IFUJI wooden Shaker oval boxes, from about £36
IFUJI wooden Shaker oval boxes, from about £36 | Image: Mark C O’Flaherty

While there’s been an overuse of the word “curation” in retail of late, it’s difficult to resist here. Park’s aesthetic encompasses a kind of rough-hewn modernism and simplicity, but always with quality. That can mean anything from IFUJI’s mid-19th-century-style wooden Shaker storage boxes (from about £36, third picture) to shiny copper kettles by Simplex (about £159, second picture). “I like functionality,” says Park. The staff uniform of a flax-coloured linen coat is a paradigm of the house style – and also sells well as an item in its own right (about £379).


Some of the bestselling objects in the store are from the various collections of tableware. Cutlery by Eichenlaub (from about £62) – with ebony or white acrylic handles and aluminium rivets – would suit even the most Bauhaus of homes, as would the graphic pewter-rimmed plates and cups by Match of Italy (from about £49) and the elegantly simple plates that Astier de Villatte makes for Arts & Science, bearing one of the A&S logos of three crossed keys (from about £92).
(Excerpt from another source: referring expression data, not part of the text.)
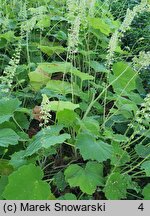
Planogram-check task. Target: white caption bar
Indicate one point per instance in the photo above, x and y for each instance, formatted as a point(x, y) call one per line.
point(72, 208)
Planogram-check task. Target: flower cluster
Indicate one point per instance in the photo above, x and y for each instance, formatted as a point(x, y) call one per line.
point(142, 61)
point(124, 27)
point(45, 111)
point(78, 10)
point(142, 116)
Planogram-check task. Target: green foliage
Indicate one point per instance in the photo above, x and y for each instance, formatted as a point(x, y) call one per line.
point(146, 192)
point(7, 108)
point(87, 178)
point(45, 139)
point(26, 183)
point(116, 186)
point(93, 149)
point(8, 137)
point(74, 101)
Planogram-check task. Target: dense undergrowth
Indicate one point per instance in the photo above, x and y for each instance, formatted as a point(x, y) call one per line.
point(74, 99)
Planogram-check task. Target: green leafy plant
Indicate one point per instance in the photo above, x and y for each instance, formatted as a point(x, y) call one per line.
point(74, 101)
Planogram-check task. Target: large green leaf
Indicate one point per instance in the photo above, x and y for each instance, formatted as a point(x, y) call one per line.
point(125, 77)
point(87, 178)
point(8, 137)
point(146, 192)
point(93, 149)
point(26, 184)
point(45, 139)
point(146, 167)
point(116, 186)
point(7, 108)
point(3, 183)
point(5, 167)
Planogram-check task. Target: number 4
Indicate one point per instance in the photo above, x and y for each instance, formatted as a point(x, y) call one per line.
point(141, 207)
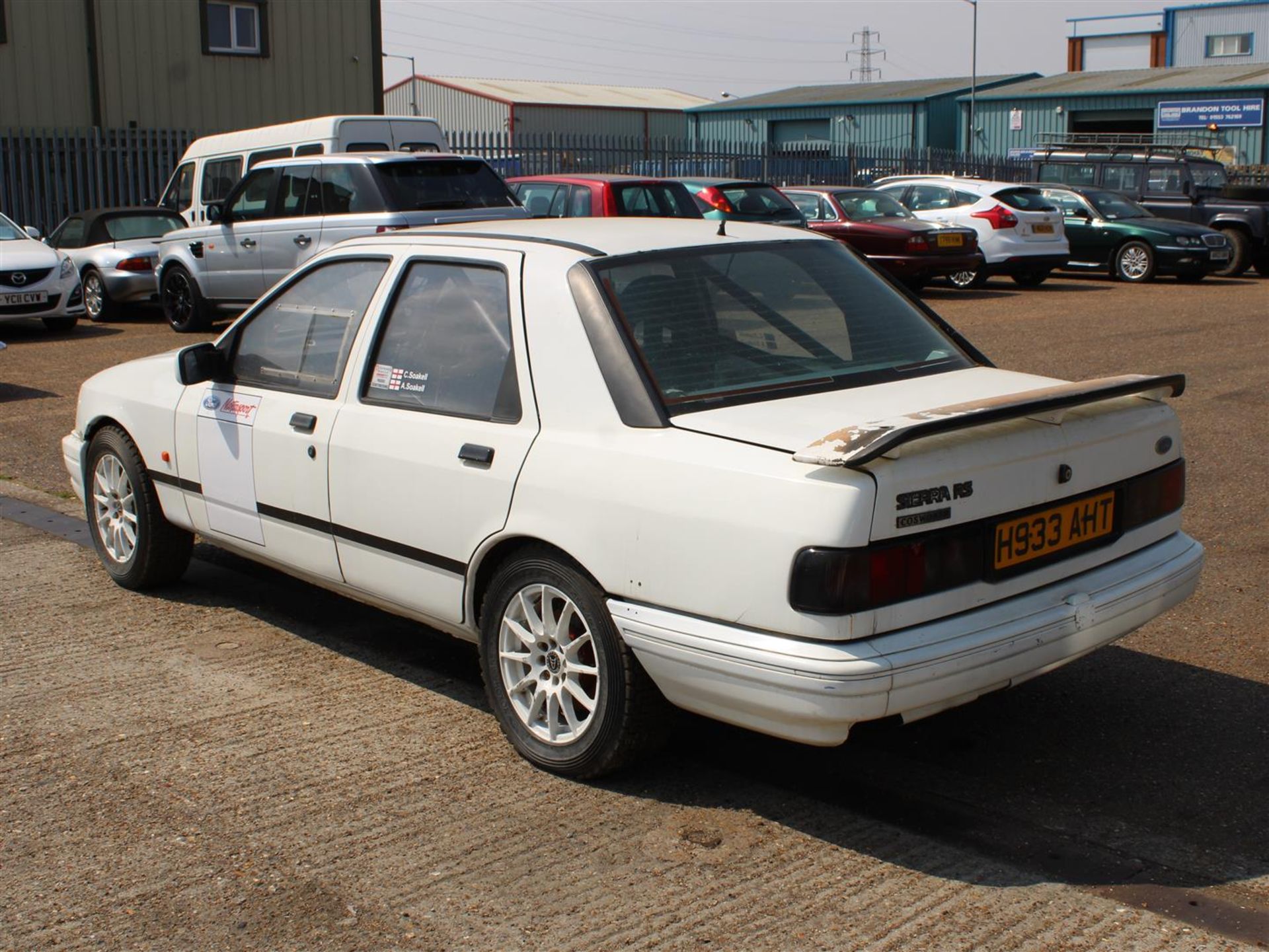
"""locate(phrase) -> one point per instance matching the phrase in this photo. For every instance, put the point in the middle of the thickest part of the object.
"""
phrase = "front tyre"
(1135, 263)
(182, 302)
(966, 281)
(565, 688)
(96, 299)
(135, 543)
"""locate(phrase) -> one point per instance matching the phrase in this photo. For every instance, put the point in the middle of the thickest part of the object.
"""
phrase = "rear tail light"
(847, 581)
(714, 198)
(998, 217)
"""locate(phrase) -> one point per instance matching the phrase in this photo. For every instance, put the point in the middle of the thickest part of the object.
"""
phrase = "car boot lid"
(858, 444)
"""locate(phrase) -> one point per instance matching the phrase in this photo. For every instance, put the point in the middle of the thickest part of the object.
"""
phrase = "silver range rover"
(286, 211)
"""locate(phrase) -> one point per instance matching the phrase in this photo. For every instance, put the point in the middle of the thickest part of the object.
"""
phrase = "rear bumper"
(815, 691)
(927, 265)
(1027, 263)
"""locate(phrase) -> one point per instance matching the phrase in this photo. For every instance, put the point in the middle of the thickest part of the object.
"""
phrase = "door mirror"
(201, 363)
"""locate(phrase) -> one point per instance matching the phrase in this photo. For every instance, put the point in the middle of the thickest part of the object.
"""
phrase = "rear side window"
(1026, 200)
(220, 176)
(444, 183)
(300, 342)
(447, 345)
(1121, 178)
(655, 201)
(256, 157)
(349, 189)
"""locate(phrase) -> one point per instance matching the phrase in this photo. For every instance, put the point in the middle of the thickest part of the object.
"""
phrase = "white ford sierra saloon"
(640, 460)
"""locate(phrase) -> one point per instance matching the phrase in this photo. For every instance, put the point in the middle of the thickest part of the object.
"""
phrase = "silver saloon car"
(114, 252)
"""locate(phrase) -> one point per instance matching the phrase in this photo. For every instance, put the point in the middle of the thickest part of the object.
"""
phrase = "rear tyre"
(565, 688)
(60, 325)
(968, 279)
(96, 299)
(137, 546)
(1240, 252)
(1032, 278)
(1135, 263)
(183, 303)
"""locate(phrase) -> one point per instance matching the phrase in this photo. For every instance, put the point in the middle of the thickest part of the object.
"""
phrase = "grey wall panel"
(1190, 30)
(44, 65)
(452, 108)
(154, 71)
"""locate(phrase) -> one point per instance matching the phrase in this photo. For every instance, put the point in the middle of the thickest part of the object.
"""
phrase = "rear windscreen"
(655, 200)
(457, 183)
(1026, 200)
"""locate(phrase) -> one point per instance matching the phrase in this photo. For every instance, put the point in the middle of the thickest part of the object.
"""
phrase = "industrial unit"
(1222, 104)
(829, 120)
(1202, 34)
(533, 107)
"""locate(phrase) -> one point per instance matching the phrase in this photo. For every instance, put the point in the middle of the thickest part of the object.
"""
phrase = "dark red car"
(885, 233)
(601, 196)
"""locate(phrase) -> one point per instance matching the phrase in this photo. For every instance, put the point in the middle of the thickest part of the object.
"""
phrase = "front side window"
(70, 235)
(1164, 178)
(444, 183)
(233, 28)
(220, 176)
(767, 321)
(179, 194)
(1121, 178)
(447, 345)
(250, 202)
(301, 339)
(1229, 45)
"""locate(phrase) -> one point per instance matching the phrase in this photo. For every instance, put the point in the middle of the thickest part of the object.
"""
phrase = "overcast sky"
(705, 47)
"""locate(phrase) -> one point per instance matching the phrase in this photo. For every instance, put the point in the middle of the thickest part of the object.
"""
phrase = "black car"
(1110, 231)
(1172, 183)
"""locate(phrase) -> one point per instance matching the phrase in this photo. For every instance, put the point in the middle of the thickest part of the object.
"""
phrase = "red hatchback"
(885, 233)
(602, 196)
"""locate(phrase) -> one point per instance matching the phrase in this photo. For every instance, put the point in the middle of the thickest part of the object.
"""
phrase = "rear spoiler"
(857, 445)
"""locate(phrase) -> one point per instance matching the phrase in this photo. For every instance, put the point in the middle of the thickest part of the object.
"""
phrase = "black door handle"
(474, 453)
(303, 422)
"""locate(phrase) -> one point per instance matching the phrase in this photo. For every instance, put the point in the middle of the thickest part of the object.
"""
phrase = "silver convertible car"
(114, 252)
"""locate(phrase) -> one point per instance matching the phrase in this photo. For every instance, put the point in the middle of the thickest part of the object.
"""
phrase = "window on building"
(234, 27)
(1229, 45)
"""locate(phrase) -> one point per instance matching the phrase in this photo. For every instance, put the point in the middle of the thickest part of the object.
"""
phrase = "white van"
(212, 165)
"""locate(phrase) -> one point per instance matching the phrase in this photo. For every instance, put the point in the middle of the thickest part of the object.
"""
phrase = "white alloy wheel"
(549, 665)
(114, 507)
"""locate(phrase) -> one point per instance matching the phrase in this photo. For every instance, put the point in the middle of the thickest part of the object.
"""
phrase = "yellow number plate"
(1052, 531)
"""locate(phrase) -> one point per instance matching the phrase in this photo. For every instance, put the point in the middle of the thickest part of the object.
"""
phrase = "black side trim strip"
(371, 542)
(190, 486)
(533, 238)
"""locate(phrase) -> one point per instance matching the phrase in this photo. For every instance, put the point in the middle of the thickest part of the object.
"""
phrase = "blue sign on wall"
(1200, 113)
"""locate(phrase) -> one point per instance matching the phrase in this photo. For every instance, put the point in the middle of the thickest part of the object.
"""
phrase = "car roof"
(365, 159)
(589, 237)
(587, 178)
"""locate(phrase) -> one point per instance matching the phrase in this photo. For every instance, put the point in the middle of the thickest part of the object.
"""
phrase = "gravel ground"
(248, 762)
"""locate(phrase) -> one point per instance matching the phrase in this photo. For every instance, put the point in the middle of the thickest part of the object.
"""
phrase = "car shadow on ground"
(1073, 778)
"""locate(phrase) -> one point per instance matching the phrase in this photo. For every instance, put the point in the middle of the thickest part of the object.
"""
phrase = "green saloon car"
(1108, 230)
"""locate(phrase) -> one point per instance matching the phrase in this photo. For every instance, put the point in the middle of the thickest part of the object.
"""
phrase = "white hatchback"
(640, 460)
(1020, 233)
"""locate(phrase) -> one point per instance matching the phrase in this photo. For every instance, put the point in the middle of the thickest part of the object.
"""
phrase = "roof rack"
(1168, 143)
Alongside other stylish Arts & Science- branded items – from smartly packaged cylindrical boxes containing long white‑tipped matches (about £5) to hand‑towels (from about £15) and vintage-style all-in-one men’s pyjamas (about £213) – the store sells products from companies sympathetic to Park’s intelligent aesthetic, such as the Australian labels Aesop and Murchison-Hume. The latter’s Luxury Laundry Soak and Heirloom Dishwashing Liquid (about £11 each) are eco‑friendly, effective and smell great, but their main appeal is that they are too handsome to hide away in a cupboard – which neatly sums up the store’s ethos. “Most people don’t have enough storage space,” explains Park. “You should pick things to have around you that you are happy to have on show – whether that’s a candle or a coffee-maker.”